La première personne que j'ai vue lundi en arrivant au campement des indignés montréalais, c'est un homme furieux parce que ses affaires avaient été déplacées pendant qu'on faisait le ménage de la «place du Peuple», pour répondre aux exigences du service des incendies de Montréal.

Enfin, c'est ce que j'ai cru comprendre alors qu'il tournait comme un lion en cage en fulminant. «Vous êtes trop occupés pour avoir du crisse de respect, j'avais tous mes papiers là-dedans», a-t-il hurlé.

«C'est monsieur Jean, il est très fragile en ce moment», m'a expliqué un habitué du square Victoria, un grand gaillard prénommé Vincent qui passe toutes ses nuits avec les indignés.

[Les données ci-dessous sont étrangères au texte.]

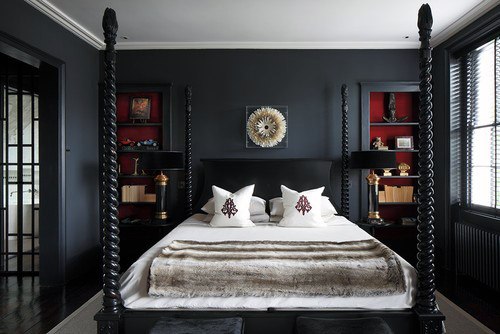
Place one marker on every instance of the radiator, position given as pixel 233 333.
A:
pixel 478 254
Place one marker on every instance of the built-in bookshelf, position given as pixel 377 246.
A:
pixel 399 231
pixel 137 137
pixel 375 106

Et qui dit intervenir en tant que «modérateur» quand les choses dérapent. «Il y a beaucoup de psychiatrisés, ici, et il y en a qui ne sont pas paisibles.»

Si je me fie à un autre habitué des lieux, l'infirmier spécialisé en psychiatrie Stéphane Marceau, l'expression «pas paisibles» est un bel euphémisme pour décrire un lieu où les sans-abri, les toxicomanes et les personnes souffrant de graves problèmes de santé mentale sont désormais plus nombreux que les émules d'Occupy Wall Street. Selon lui, quelques dizaines de sans-abri gravitent autour du square, dont environ cinq ou six personnages «très dangereux».

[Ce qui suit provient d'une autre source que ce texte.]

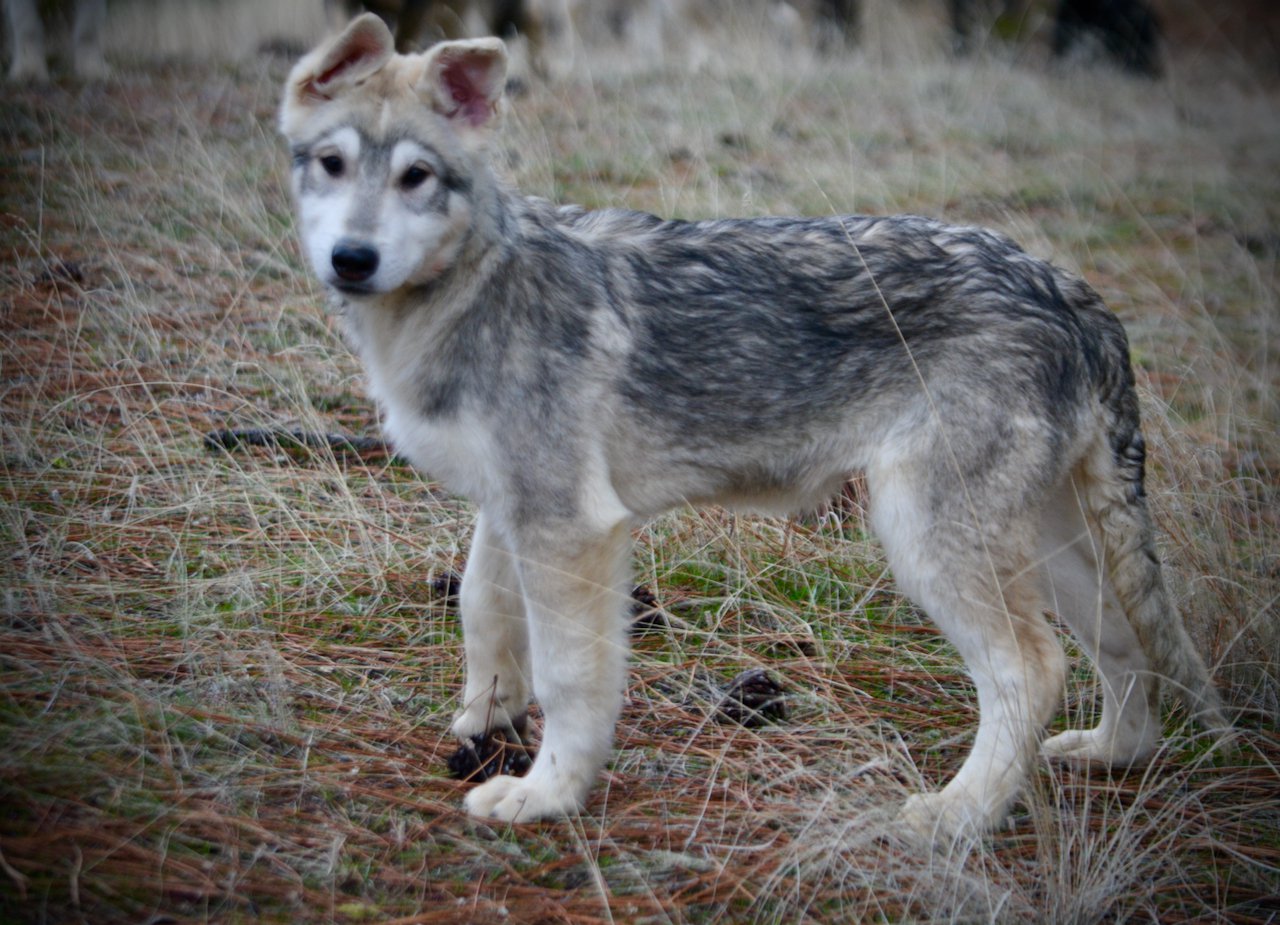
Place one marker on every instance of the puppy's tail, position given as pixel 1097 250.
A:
pixel 1115 494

«Certains d'entre eux sont très violents, il y a eu des menaces de mort, des coups, des batailles.»

Stéphane Marceau a passé plusieurs nuits au square Victoria, à tenter d'apaiser des crises de psychose ou des délires éthyliques, mais il n'a pas l'autorité d'intervenir pour envoyer ces «patients» à l'hôpital. Et quand la police s'en occupe, ceux-ci sont relâchés le lendemain. «Ils reviennent ici, avec des exactos ou des lames de rasoir.»

On a beau juger que tout ça, c'est la faute de la désinstitutionnalisation, n'empêche que les indignés montréalais foncent tout droit vers un mur. Malgré toute leur bonne volonté, le noyau de manifestants originaux est aujourd'hui complètement dépassé par une situation qu'il est incapable de maîtriser. Avec le froid qui s'installe en ville, le square Victoria est désormais un champ de grenades dégoupillées. C'est un lieu en attente d'une catastrophe.

Les indignés montréalais le savent, mais ils étaient un peu piégés. Piégés par la démocratie directe qui leur interdit d'imposer des décisions. Piégés aussi par la Ville de Montréal, qui a mis beaucoup de temps avant de leur demander de partir.

Cette invitation est finalement tombée lundi. Les indignés devraient en profiter pour plier bagage. Ce ne serait pas, de leur part, le signe d'une honteuse compromission, mais plutôt un gage de maturité. Les protestataires du square Victoria n'ont pas les ressources nécessaires pour gérer les passagers lourds qui sont montés dans leur wagon. S'ils restent, ils risquent de se retrouver, tôt ou tard, avec des morts sur les bras.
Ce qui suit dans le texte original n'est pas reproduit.